Yeah, I mean, standard of comedy, it's miraculous that I've got into it because it kind of found me like it.
It finds all of us.
Yeah.
That's what it does.
Actually, I feel like that I say cop out things.
No, no, no, it does.
But it finds all of us.
The one thing I'll say to you is,
I hope this proves to be true,
is don't take for granted the moment that you're in
because there's a weird thing that happens with comedy
where, like, at some point as Tina,
everyone
that's what I'm saying
I hope it does come to be true
everyone will have heard you
and everyone will know you
and everyone
and I genuinely know for a fact
there'll be a part of you
that goes like damn
I wish you guys hadn't heard of me
because now
do you know what I mean
it's this weird
dichotomy that we have
in comedy where
as a comedian
you'll spend your whole career
wishing everyone knows you
and then you'll spend the remainder of it
wishing nobody knew you
because
because the surprise
that you possess and the ability that you have to completely construct an artificial idea of you on any given night is a superpower that nobody appreciates until they don't have it.
And then you hit it and then immediately you walk on stage and then people go, ah, okay, it's Dave Chappelle.
Ergo he has to do this or not do this or there's a preconceived notion.
It's like, ah, this person is.
They have to do it.
You know what I mean?
It's this weird, you know, it's like you want to wish to get to the top of the mountain,
but on the other side you only can go down, not down as in bad, but it's like you can't go up from the up.
It becomes a different journey now.
Yeah, yeah, you can't exceed expectations.
Yes, that's a perfect way to put it.
Yeah.
Louis C.K. said it to me in the most beautiful way one day.
He was talking to me right before I started the Daily Show and he said at the comedy cell,
at the comedy seller, he said, don't take for granted.
He said, what do he say?
He said, enjoy the moments that you are not known because you can only be not known
for a certain amount of time.
And he says, and when that goes away, you're just known.
I was like, oh, this is a weird thing.
What do you tell you?
You know what I mean?
It's just like a random thing someone's telling you.
Some advice really doesn't land until you've experienced it.
Yeah.
But from a performer's point of view, I got it.
if you're a musician, think about it.
You know, it's that old adage they say for musicians,
you have your whole life to write your first album.
And we get the album and we go,
what amazing music, who are you?
Wow, this is so beautiful.
Then the second album comes out.
Then we're like, okay, it's not, look,
your first album is still my favorite,
but this is great.
And the third album is like,
oh, are you still singing about heartbreak?
Oh my God.
Or fourth out, you don't sing about heartbreak anymore.
You know, their voice is a little,
like the thing they do.
It's amazing.
quickly you can go from being a breath of fresh air to just being bad breath.
Huh.
Damn.
Wow.
So I hope you just hold this moment for yourself for as long as it will be because it won't be at some point.
And then you'll look back and go, damn.
You know, you'll turn to someone and be like, did that?

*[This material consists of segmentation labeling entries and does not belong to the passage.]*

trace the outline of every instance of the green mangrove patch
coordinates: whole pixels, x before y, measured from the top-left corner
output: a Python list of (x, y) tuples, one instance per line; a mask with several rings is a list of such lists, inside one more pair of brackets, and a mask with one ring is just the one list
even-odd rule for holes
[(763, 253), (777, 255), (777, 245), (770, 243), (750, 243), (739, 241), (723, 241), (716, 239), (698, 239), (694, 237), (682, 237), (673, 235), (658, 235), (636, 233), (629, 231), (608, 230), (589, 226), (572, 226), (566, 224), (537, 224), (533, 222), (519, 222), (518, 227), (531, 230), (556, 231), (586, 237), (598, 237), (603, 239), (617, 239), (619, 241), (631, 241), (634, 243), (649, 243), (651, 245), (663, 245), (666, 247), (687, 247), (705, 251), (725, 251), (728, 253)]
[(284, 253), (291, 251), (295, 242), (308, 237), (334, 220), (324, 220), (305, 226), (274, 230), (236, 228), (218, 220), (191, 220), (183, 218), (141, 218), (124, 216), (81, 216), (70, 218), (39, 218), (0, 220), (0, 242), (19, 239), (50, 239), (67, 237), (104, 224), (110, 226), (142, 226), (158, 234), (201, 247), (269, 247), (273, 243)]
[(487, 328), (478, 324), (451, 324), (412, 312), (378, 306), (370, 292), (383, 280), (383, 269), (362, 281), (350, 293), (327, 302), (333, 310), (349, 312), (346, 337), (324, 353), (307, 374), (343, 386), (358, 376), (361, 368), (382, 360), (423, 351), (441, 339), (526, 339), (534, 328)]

And they're like, oh, no, I know everything about you, Tina.
I love your vibe.
I love your vibe.
You're not throwing me off at all, Tina.
And then you're like, damn.
Even the dogs in the street would like, Tina.
What's up to you?
Who let Tina out?
Tina!
Come towards me.
It's a hump in my way.
Don't press anything.
We've got more.
What now?
After this.
You are arguably the most incredibly lucky person ever.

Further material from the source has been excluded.